Operator Responsibility 

  • None 

 

PCI Requirement 8:

Identify and authenticate access to system components 

365 Responsibility 

  • All 365 employees with computer access have unique IDs 
  • Access to network resources follows a least privilege model with location-based restrictions, SSO, MFA, and a secure onboarding process. 

Operator Responsibility 

  • None 

 

PCI Requirement 9:

Restrict physical access to cardholder data 

365 Responsibility 

  • The MSR devices are secured within each kiosk. 
  • 365 does not store and/or transmit unencrypted card data on the kiosk locally. 

Operator Responsibility 

  • Do not physically remove the kiosk firewall 
  • Protect devices from tampering and substitution 
  • Maintain an inventory of all owned devices 
  • Periodically inspect device surfaces to detect tampering (for example, the addition of card skimmers to devices), or substitution (for example, by checking the serial number or other device characteristics to verify it has not been swapped with a fraudulent device). 
  • Provide training for personnel to be aware of attempted tampering or replacement of devices. 
  • Use either video cameras or access control mechanisms (or both) to monitor individual physical access to sensitive areas. 
  • Restrict physical access to networking/communications hardware and telecommunication lines. 
  • Control physical access to kiosks and POS devices. 
  • Destroy media when it is no longer needed for business or legal reasons. 
  • Media must be rendered unrecoverable (e.g., via a secure wipe program in accordance with industry-accepted standards for secure deletion, or by physically destroying the media). 
  • Ensure that security policies and operational procedures for restricting physical access to cardholder data are documented, in use, and known to all affected parties. 

 

PCI Requirement 10:

Track and monitor all access to network resources and cardholder data 

365 Responsibility 

  • The MSR device encrypts cardholder data at the point of sale and securely transmits it to the processor.

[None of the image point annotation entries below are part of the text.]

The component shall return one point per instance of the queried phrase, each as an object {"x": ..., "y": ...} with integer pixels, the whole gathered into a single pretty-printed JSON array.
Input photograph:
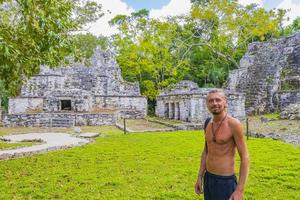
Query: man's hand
[
  {"x": 198, "y": 186},
  {"x": 237, "y": 195}
]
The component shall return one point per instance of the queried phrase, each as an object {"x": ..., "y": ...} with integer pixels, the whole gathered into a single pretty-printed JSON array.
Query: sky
[{"x": 163, "y": 8}]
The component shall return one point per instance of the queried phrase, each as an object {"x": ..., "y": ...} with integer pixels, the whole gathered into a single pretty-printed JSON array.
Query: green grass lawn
[
  {"x": 5, "y": 145},
  {"x": 143, "y": 166}
]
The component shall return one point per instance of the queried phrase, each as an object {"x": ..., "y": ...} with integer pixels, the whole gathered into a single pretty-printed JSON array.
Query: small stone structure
[
  {"x": 77, "y": 95},
  {"x": 187, "y": 102},
  {"x": 292, "y": 112},
  {"x": 269, "y": 75}
]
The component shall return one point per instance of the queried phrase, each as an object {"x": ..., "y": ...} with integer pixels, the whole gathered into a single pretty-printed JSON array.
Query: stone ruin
[
  {"x": 77, "y": 95},
  {"x": 187, "y": 102},
  {"x": 291, "y": 112},
  {"x": 269, "y": 75}
]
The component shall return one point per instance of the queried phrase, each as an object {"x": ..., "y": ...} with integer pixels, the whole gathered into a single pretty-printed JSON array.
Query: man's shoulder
[{"x": 234, "y": 122}]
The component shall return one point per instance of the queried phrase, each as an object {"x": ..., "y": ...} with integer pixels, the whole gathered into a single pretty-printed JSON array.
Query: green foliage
[
  {"x": 293, "y": 28},
  {"x": 217, "y": 34},
  {"x": 147, "y": 52},
  {"x": 34, "y": 33},
  {"x": 144, "y": 166},
  {"x": 203, "y": 46}
]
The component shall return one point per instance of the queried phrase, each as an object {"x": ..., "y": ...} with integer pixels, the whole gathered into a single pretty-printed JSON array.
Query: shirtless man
[{"x": 224, "y": 134}]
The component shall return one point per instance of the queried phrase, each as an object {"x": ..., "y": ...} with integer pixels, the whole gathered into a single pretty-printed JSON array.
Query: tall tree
[
  {"x": 39, "y": 32},
  {"x": 218, "y": 33},
  {"x": 147, "y": 52}
]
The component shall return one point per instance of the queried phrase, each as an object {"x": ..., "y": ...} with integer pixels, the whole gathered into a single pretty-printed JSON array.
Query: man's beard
[{"x": 220, "y": 110}]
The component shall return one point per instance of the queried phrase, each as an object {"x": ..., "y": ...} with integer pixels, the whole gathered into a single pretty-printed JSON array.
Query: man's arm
[
  {"x": 198, "y": 185},
  {"x": 244, "y": 166}
]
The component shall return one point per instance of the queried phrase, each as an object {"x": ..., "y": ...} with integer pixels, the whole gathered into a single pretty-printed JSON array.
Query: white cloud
[
  {"x": 175, "y": 7},
  {"x": 111, "y": 8},
  {"x": 294, "y": 10},
  {"x": 247, "y": 2}
]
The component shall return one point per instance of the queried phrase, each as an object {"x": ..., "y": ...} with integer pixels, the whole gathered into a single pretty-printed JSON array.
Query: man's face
[{"x": 216, "y": 103}]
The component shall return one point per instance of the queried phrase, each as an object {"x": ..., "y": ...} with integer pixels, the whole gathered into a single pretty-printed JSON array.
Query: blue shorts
[{"x": 218, "y": 187}]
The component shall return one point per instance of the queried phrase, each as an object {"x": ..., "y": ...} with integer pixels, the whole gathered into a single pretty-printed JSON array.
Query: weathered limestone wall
[
  {"x": 187, "y": 102},
  {"x": 138, "y": 103},
  {"x": 59, "y": 119},
  {"x": 83, "y": 92},
  {"x": 23, "y": 105},
  {"x": 266, "y": 69},
  {"x": 284, "y": 99}
]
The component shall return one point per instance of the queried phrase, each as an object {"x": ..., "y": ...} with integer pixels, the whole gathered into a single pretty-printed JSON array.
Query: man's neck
[{"x": 217, "y": 118}]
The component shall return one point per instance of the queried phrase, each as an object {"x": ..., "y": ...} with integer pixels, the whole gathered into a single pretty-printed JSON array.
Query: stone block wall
[
  {"x": 23, "y": 105},
  {"x": 59, "y": 119},
  {"x": 266, "y": 69},
  {"x": 135, "y": 103},
  {"x": 187, "y": 102},
  {"x": 284, "y": 99}
]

The MSR devices do not store cardholder data. 
  • Access to network resources follows a least privilege model with location-based restrictions, SSO, MFA, and a secure onboarding process. 
  • All systems have centralized logging.

Operator Responsibility 

  • None 

 

PCI Requirement 11:

Regularly test security systems and processes 

365 Responsibility 

  • The MSR device encrypts cardholder data at the point of sale and securely transmits it to the processor.
  • Systems are regularly pen tested and security scanned.
  • Incident response procedures are in place.

Operator Responsibility 

  • None 

 

PCI Requirement 12:

Maintain a policy that addresses information security for employees and contractors. 

365 Responsibility 

  • As the Merchant of Record and Service Provider, a risk assessment for the provided services is maintained by 365.
  • Security awareness training is provided to all 365 employees with access to the MSR devices. 
  • An incident response plan is in place to respond to any events related to a breach of security controls around the MSR devices.
  • 365 maintains an Information Security Policy that thoroughly outlines additional security controls. The policies are updated annually and re-published.

Operator Responsibility 

  • Operators must organize and complete security awareness training for all individuals with access to the MSR devices upon hire and annually thereafter and must document the completion of this training. 

 

Change Log

 

Version

Date

Change Log

08132018

08/13/2018

Original Draft

03082022

03/08/2022

Added sections: Table of contents, Card Holder Data Processing; Nayax, Change log. Contact information updated to security@365smartshop.com. Updates to sections: Remote access, Best practices for dedicated networks, V5 kiosk wiring/network diagram. Miscellaneous: typo fixes, wording standardization, heading standardization, outdated diagram removal, helpful links to other resources added.

08262022

08/26/2022

Updated for consistency with other Implementation docs. Added sections: Physical security, access control, employee training, secure disposal, Security of Devices, Endpoint Security, Security Scans and Audits, Secure Code analysis, Business Resiliency, and Responsibility Matrix. Formating updated for consistency.